But new firms are more vulnerable to economic swings. Generally, they do not have the capital or financial cushion of more established firms. One way for small and medium-sized businesses to mitigate swings in revenue is to have a mix of public and private-sector clients. When the economy weakens, the federal government usually increases spending to stimulate economic activity.
Winning government contracts, however, takes preparation and most small businesses aren’t ready to sell to the government when they need it most. Here are some tips to help you prepare to compete and win in the government contracting space.
It’s rare for a business new to government contracting to win a prime contract off-the-bat. Contracting officers are conservative by nature and need to see staying power before considering a firm for an award. The best way to gain experience and prove your ability to do the work is by being a vendor or subcontractor to a prime already awarded a contract.
Large public contracts often fold services into one large award to make the process more efficient. Awards often require that large firms use small businesses as subs to meet government small and disadvantaged business contracting goals. Websites such as sam.gov and fpds.gov are great places to search for open and awarded contracting opportunities and identify primes who may need the goods or services you provide.
In 2020, the federal government awarded $34.0 billion to SBA 8(a) certified firms. The 8(a) program is for small, disadvantaged businesses. Many of those contracts are sole-sourced, meaning that the awards were made directly without having to go through the RFP and bidding process. State and local governments also set aside contracts for small businesses or those owned by minorities, women, LGBTQ+, or other types of underrepresented businesses. Additionally, certifying with the Minority Supplier Development Council as a small business and/or disadvantaged business enterprise within the state the business is based is also helpful.
While there are strong opinions diminishing the value of certifications, they are a free or low-cost way to open up another revenue stream for your business. The process is usually straightforward, and when it’s not, there is free assistance available through resources like PTAC. Winning one contract with the help of certification will more than compensate for the time and cost of certification.
Certifications are also useful in winning non-government business. Companies like Wells Fargo, Facebook and PayPal, among many others, have recently committed millions of dollars to support small, disadvantaged businesses.
The General Services Administration, GSA, helps government contracting officers find qualified firms to fulfill government needs. Applying for a GSA Schedule is more involved than getting certifications, but the benefits are also greater. Only 4% of registered federal contractors have a GSA contract, so the pool of competitors is reduced.
Getting approved by the GSA also makes contracting easier since pricing and scope of services are negotiated up-front. This saves the buyer and seller time and effort. Finally, being on a GSA schedule increases the likelihood that a Contracting Officer will find a firm and reach out directly should an opportunity arise as opposed to the firm hunting for possible open RFPs.

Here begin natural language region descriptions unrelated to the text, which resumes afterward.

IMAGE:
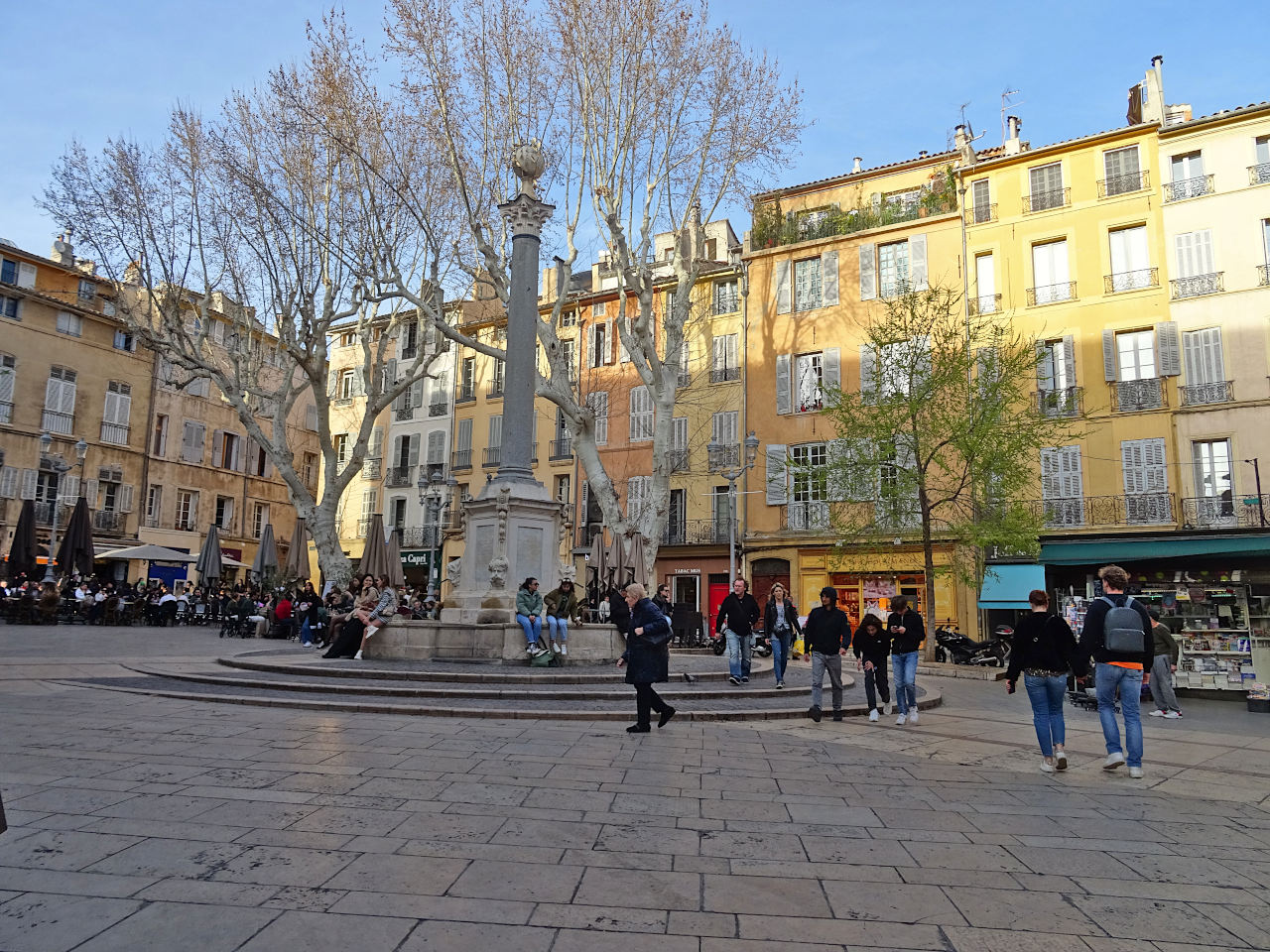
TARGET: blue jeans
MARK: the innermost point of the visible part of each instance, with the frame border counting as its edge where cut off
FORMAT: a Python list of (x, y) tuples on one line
[(532, 627), (906, 679), (1106, 679), (1047, 699), (738, 653), (781, 647)]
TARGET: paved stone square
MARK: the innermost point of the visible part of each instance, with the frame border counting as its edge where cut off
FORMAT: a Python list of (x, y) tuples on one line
[(144, 823)]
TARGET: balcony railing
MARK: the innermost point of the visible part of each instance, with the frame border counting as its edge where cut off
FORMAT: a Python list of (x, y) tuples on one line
[(1044, 200), (984, 303), (1052, 294), (399, 476), (1198, 285), (980, 213), (1061, 403), (58, 422), (1189, 188), (1198, 394), (1132, 281), (1137, 395), (1124, 184)]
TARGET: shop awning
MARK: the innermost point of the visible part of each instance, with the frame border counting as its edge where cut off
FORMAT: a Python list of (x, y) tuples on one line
[(1007, 585), (1137, 549)]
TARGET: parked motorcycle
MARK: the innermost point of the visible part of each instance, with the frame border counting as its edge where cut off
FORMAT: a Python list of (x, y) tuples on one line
[(952, 645)]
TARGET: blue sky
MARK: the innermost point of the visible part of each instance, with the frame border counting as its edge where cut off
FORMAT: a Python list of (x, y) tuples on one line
[(881, 80)]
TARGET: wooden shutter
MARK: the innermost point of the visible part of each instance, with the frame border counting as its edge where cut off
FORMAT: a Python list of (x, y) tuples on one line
[(867, 272), (781, 280), (828, 278), (917, 263), (1170, 349), (778, 475), (784, 385)]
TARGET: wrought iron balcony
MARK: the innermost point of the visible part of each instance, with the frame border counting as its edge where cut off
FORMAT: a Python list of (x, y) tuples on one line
[(1198, 285), (1218, 393), (1189, 188), (980, 213), (1052, 294), (1132, 281), (984, 303), (1137, 395), (399, 476), (1124, 184), (1061, 403), (1044, 200)]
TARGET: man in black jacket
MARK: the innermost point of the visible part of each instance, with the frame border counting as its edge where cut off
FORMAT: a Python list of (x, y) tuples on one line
[(1118, 670), (826, 635), (737, 617)]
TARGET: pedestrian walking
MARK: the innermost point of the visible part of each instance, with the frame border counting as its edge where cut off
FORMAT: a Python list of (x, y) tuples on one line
[(1116, 636), (871, 645), (1162, 667), (1044, 651), (780, 622), (828, 636), (907, 634), (737, 617), (647, 657)]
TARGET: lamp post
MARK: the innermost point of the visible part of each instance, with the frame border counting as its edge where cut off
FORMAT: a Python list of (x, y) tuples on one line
[(720, 465), (62, 467)]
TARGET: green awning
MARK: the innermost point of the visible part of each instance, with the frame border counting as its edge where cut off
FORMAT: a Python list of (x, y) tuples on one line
[(1007, 585), (1138, 549)]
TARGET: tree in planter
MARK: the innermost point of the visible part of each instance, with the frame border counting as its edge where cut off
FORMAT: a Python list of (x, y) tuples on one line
[(942, 443)]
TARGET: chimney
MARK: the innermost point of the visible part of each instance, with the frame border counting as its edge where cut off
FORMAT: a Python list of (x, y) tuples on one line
[(1012, 145)]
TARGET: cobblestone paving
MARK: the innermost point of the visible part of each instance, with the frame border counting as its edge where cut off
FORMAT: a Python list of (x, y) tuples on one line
[(149, 823)]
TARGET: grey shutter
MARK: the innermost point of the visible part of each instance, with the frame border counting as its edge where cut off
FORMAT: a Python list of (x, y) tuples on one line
[(781, 280), (828, 278), (917, 263), (778, 475), (1109, 373), (867, 272), (1170, 349), (784, 391)]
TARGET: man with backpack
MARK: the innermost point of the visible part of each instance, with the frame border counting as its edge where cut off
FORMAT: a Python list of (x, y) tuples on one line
[(1116, 635)]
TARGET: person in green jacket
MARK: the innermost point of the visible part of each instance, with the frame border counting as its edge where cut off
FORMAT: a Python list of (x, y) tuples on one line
[(529, 613)]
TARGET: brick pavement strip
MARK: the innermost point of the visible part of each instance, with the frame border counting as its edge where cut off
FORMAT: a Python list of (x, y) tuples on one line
[(157, 823)]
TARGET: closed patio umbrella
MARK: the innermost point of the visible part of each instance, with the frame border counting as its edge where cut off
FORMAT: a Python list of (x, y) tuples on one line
[(209, 563)]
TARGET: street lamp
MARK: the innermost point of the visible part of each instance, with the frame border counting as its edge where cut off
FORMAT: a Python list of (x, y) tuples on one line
[(720, 460), (62, 467)]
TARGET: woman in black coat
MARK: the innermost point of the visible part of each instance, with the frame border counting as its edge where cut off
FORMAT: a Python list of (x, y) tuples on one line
[(647, 657)]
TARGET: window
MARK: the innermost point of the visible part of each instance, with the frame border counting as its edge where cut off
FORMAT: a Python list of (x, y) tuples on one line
[(187, 509), (807, 285), (1051, 280), (116, 416), (725, 296), (642, 414), (1130, 263), (598, 404), (71, 324), (1120, 168), (225, 513), (1046, 182)]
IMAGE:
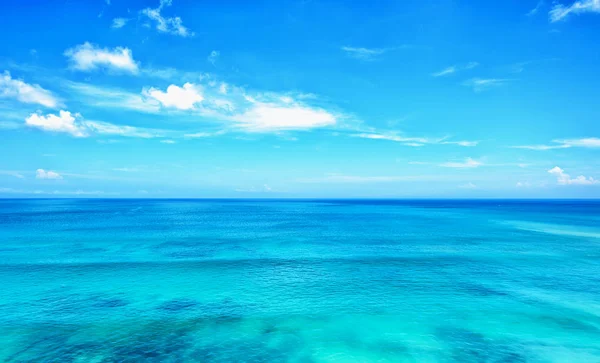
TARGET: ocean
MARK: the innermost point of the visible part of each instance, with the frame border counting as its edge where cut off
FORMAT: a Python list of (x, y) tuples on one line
[(299, 281)]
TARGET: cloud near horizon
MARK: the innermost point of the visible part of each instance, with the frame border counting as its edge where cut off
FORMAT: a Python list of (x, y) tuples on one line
[(565, 179)]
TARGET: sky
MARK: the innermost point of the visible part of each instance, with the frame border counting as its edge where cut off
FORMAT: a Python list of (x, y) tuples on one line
[(300, 99)]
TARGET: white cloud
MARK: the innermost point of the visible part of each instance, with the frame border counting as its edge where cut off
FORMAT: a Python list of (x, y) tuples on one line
[(75, 125), (481, 84), (172, 25), (462, 143), (105, 128), (15, 174), (47, 174), (89, 57), (198, 135), (536, 9), (255, 113), (119, 23), (445, 72), (63, 122), (25, 92), (271, 116), (453, 69), (588, 142), (365, 54), (214, 56), (413, 141), (468, 163), (114, 97), (341, 178), (561, 12), (182, 98), (565, 179)]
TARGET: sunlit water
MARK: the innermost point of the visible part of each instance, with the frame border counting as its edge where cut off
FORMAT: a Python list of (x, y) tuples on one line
[(299, 281)]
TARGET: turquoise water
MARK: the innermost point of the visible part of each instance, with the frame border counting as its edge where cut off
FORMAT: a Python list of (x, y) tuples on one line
[(299, 281)]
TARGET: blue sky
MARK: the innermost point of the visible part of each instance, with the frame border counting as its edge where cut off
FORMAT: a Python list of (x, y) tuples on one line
[(300, 99)]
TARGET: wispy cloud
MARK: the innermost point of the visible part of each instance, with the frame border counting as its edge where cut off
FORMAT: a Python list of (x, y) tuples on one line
[(25, 92), (75, 125), (468, 163), (341, 178), (15, 174), (588, 142), (560, 12), (413, 141), (78, 192), (89, 57), (454, 69), (181, 98), (63, 122), (468, 185), (47, 174), (482, 84), (113, 97), (565, 179), (173, 25), (118, 23), (365, 54), (257, 112), (537, 8)]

Like most things worth pursing, becoming a successful government contractor requires persistence. Learning the ins and outs of government contracting takes time. There’ll be missteps, but there’ll also be learnings that will make you more competitive the next time. The system is designed to weed out companies that don’t have staying power, so don’t be that company. Find an experienced firm willing to mentor a newcomer through programs like the SBA’s Mentor Protégé program and shorten the learning curve.
Ultimately, firms that stay focused and continue to grow their public and private client bases are rewarded and have the greatest chance of weathering the next economic challenge.